Menos mal que, en medio del caos de la gestión de pandemias, vacunas y colas que las autoridades se saltan para recibir su dosis antes de que les corresponda, hay una entidad municipal con dos dedos de frente, preocupada por los problemas que en verdad importan. Informa el diario La Voz de Cádiz que el consistorio de la ciudad que se conoce con el nombre de la tacita de plata, el gaditano, vaya, solicitó en el pasado mes de septiembre a la Fundación Municipal de la Mujer un informe que detallase si el proyecto de sustituir las pasarelas de madera que protegen las dunas de la playa de Cortadura “garantiza la equidad de género e incorpora una mirada feminista”. Lo pongo entre comillas para dejar claro que cito de forma textual, ante la posibilidad nada despreciable de que algún lector pensase que se me había ido de golpe la olla.

Sustituir las pasarelas era necesario porque estaban ya estropeadas las pobres. Pero no se trataba de hacerlo a tontas y a locas incrementado las desigualdades por razón de género sino de todo lo contrario, aprovechar la oportunidad incrementando las miradas feministas. Y nadie mejor para decidir si es así que la Fundación Municipal de la Mujer, una entidad gaditana que ha intervenido con eficacia en la imprescindible erradicación de la violencia de género, ha puesto su grano de arena en contra del lenguaje sexista y, en general, ha cumplido con sus objetivos desde que se creó.

Por desgracia, la noticia no recoge el contenido del informe solicitado por al área municipal de Medio Ambiente, y ni siquiera precisa si la fundación requerida lo envió. Quizá sea porque cabe imaginar lo que harían los (las, supongo) responsables de dicha fundación al recibir la solicitud. ¿Cómo se aprecia si el proyecto de una nueva pasarela garantiza la equidad de género? Más allá de evitar cualquier signo fálico –hay que suponer que la persona responsable del diseño ya se habría cuidado de tenerlo en cuenta– entran serias dudas acerca de cómo cabe incorporar una mirada feminista a los tablones. Estamos hablando de una pasarela, palabra de género femenino, por suerte, y no de un puente, que habría habido que derribar de inmediato. Se puede rehacer con tablas en vez de tablones. Y vigilar que mire en la dirección correcta en vez del sentido reprochable. Pero por esa vía se agotan enseguida las ideas. Poca mirada feminista resulta ésa.

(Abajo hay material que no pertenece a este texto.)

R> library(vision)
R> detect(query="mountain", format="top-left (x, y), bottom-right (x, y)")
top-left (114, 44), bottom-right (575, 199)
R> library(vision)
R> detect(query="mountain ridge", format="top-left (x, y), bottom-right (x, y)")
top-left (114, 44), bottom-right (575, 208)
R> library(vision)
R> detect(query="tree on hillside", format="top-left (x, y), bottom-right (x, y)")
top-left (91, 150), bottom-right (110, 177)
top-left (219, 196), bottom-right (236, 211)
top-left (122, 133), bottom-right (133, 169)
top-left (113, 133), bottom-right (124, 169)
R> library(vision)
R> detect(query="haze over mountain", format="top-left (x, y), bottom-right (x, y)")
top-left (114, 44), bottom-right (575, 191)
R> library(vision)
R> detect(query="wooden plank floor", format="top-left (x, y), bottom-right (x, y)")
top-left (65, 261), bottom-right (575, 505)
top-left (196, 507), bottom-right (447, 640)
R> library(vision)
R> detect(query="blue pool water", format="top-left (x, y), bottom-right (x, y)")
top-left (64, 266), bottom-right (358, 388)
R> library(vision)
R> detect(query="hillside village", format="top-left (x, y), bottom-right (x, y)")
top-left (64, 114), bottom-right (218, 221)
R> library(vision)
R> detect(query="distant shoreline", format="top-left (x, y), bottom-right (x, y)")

Cádiz es la segunda provincia de toda Andalucía con mayor brecha salarial entre mujeres y hombres: un 27% de diferencia a favor de los sueldos masculinos en febrero de este año, según el Instituto Andaluz de la Mujer. Se diría que es ése un terreno más oportuno para ganar batallas. Pero como lo que el ayuntamiento quiere es garantizar la corrección política de la nueva pasarela, digo yo, por aquello de colaborar, que a lo mejor sería bueno ponerle faldas.